Deepchecks LLM Evaluation 0.41.0 Release

We're excited to announce version 0.41 of Deepchecks LLM Evaluation. This release brings comprehensive cost visibility, smart property refinement, and powerful dataset generation capabilities. Highlights include automatic cost tracking across all interactions, AI-generated test data for agentic systems, and human-in-the-loop property feedback that makes evaluations more accurate over time.

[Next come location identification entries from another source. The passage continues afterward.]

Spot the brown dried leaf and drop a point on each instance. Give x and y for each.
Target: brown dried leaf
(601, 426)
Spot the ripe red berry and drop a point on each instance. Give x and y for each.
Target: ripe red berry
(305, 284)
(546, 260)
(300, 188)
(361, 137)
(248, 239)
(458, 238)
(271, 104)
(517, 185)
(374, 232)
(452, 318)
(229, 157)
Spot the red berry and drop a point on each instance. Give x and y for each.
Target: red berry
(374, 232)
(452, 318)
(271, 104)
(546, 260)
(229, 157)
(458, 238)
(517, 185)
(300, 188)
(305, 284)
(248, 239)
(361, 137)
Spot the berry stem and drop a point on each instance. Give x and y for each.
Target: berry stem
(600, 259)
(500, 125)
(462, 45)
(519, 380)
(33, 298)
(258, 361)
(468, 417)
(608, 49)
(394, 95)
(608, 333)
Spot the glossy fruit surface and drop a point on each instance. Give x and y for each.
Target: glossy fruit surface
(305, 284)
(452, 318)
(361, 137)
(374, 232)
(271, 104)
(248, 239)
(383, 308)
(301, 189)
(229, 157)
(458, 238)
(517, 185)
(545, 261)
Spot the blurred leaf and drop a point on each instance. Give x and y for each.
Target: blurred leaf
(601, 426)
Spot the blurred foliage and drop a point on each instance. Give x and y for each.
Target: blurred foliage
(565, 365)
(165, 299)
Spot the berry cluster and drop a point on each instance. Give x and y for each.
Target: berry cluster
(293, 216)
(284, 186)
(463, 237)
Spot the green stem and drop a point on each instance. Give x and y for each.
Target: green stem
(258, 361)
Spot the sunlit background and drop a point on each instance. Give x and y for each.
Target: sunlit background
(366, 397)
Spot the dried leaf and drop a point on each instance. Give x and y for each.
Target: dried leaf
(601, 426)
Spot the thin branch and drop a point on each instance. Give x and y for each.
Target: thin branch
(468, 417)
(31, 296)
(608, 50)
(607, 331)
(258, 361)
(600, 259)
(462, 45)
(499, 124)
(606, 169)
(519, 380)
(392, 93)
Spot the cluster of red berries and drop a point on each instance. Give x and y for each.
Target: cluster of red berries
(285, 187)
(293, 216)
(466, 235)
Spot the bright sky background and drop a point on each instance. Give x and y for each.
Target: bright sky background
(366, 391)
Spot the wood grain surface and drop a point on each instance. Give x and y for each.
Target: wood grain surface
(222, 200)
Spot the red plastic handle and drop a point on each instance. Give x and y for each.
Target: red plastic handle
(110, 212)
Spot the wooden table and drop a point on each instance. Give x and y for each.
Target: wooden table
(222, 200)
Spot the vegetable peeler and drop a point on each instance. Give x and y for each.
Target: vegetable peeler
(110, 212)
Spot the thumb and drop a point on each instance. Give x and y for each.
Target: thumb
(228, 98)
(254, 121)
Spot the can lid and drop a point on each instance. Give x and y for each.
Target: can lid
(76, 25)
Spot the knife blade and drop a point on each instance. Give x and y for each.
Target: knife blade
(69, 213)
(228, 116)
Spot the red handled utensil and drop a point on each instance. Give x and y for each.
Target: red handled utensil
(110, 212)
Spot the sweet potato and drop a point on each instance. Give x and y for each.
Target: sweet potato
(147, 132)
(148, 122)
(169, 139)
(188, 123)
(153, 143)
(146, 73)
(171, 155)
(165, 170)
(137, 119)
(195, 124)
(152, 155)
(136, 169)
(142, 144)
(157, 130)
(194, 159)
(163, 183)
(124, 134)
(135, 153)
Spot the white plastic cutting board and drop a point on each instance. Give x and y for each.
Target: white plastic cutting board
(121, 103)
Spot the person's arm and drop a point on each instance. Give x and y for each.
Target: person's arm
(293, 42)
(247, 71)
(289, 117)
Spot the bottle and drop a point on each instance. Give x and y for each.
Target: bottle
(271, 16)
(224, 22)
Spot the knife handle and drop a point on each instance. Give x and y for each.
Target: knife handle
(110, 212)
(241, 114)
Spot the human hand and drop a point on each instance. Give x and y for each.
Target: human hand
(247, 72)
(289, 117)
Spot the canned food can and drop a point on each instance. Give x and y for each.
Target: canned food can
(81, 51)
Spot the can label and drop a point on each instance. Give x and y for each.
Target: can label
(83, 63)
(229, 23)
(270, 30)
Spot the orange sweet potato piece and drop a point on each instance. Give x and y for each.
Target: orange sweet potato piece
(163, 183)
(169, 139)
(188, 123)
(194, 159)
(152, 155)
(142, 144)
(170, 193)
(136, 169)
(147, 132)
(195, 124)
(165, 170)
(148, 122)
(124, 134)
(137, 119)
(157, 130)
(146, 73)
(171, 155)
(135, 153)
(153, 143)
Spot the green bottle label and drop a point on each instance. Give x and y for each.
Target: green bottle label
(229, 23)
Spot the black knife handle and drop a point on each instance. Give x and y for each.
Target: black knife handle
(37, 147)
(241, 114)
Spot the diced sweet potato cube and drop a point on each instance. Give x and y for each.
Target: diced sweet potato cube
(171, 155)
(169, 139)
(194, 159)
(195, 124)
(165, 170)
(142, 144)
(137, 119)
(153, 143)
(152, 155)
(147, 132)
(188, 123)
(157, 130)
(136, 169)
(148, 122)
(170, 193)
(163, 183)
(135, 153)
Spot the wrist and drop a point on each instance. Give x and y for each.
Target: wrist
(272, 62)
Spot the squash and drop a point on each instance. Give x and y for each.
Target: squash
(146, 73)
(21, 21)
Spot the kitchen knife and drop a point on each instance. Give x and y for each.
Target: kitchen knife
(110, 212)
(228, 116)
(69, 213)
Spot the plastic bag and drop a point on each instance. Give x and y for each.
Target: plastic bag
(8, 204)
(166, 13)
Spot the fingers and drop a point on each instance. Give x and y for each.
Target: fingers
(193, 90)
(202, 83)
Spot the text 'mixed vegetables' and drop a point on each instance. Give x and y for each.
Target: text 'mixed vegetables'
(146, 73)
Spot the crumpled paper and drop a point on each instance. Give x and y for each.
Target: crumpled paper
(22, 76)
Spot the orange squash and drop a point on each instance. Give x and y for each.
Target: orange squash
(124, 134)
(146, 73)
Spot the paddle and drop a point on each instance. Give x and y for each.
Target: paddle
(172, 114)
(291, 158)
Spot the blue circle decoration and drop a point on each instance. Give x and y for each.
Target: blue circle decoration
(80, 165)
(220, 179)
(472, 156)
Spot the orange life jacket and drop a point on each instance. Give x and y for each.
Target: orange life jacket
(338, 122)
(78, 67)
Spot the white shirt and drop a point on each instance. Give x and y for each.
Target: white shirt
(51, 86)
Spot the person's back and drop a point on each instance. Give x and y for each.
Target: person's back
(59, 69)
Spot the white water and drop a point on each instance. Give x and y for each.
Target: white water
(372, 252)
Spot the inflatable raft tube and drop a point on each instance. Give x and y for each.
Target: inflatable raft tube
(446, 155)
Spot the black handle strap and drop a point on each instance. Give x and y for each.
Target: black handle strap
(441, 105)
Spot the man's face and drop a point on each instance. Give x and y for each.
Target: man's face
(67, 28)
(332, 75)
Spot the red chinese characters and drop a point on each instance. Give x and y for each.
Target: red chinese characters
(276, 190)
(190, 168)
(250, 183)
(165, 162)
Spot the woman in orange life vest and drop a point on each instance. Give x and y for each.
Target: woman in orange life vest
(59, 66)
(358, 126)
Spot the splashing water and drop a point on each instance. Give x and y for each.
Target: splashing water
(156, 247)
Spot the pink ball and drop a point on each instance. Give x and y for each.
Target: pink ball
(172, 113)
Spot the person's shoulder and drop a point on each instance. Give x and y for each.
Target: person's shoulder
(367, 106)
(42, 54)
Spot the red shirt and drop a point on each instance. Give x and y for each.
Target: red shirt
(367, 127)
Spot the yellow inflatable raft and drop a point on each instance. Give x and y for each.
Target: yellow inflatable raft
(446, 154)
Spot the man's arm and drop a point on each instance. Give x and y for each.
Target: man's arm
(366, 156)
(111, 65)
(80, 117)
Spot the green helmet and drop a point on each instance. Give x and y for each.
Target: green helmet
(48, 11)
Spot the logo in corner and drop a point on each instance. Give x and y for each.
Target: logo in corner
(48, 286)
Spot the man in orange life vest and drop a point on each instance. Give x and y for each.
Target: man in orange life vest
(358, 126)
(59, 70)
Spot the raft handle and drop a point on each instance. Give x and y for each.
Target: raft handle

Deepchecks LLM Evaluation 0.41.0 Release:

📊 Dataset Management
🤖 Agentic Dataset Generation
💰 Cost Tracking with Token-Level Visibility
🎯 Property Refinement with User Feedback

What's New and Improved?

Dataset Management

Datasets are now a first-class feature in Deepchecks, providing a structured way to create, manage, and run curated test collections for systematic LLM evaluation.

What datasets enable:

Reproducible Testing - Run the same test suite across versions to catch regressions and measure improvements
Controlled Evaluation - Move beyond random production sampling to intentional test scenarios
Systematic Coverage - Ensure your application handles edge cases, error scenarios, and diverse inputs
Benchmark Tracking - Compare performance, latency, and cost across versions with consistent test data

Core capabilities:

Create & Organize - Build datasets with up to 500 samples, each containing input, optional reference output, and optional metadata
Flexible Input - Add samples manually, upload CSV files, use AI generation (more on this below), or copy samples from your production data
Sample Management - Edit samples directly in the UI, update metadata, delete unwanted entries

Datasets work seamlessly with both SDK and UI workflows. Create them programmatically, populate via CSV, or use the AI generation tools to build comprehensive test suites in minutes.

Read the full Dataset Management documentation →

Agentic Dataset Generation

Creating comprehensive test datasets for agentic systems is now as simple as describing what your agent does. The new Agents generation mode uses dimensional analysis to automatically create diverse, challenging scenarios that stress-test your agent across complexity levels, ambiguity, multi-step reasoning, and edge cases.

What's new:

No Data Source Required - Generate purely from your agent's description
Dimensional Coverage - Automatically tests simple, medium, and hard scenarios across multiple complexity axes
Agent-Specific Challenges - Creates situations involving multi-step workflows, ambiguous instructions, and constraint conflicts

This joins existing generation methods (RAG for document-based apps and Pentest for security testing) to give you the right tool for every evaluation need.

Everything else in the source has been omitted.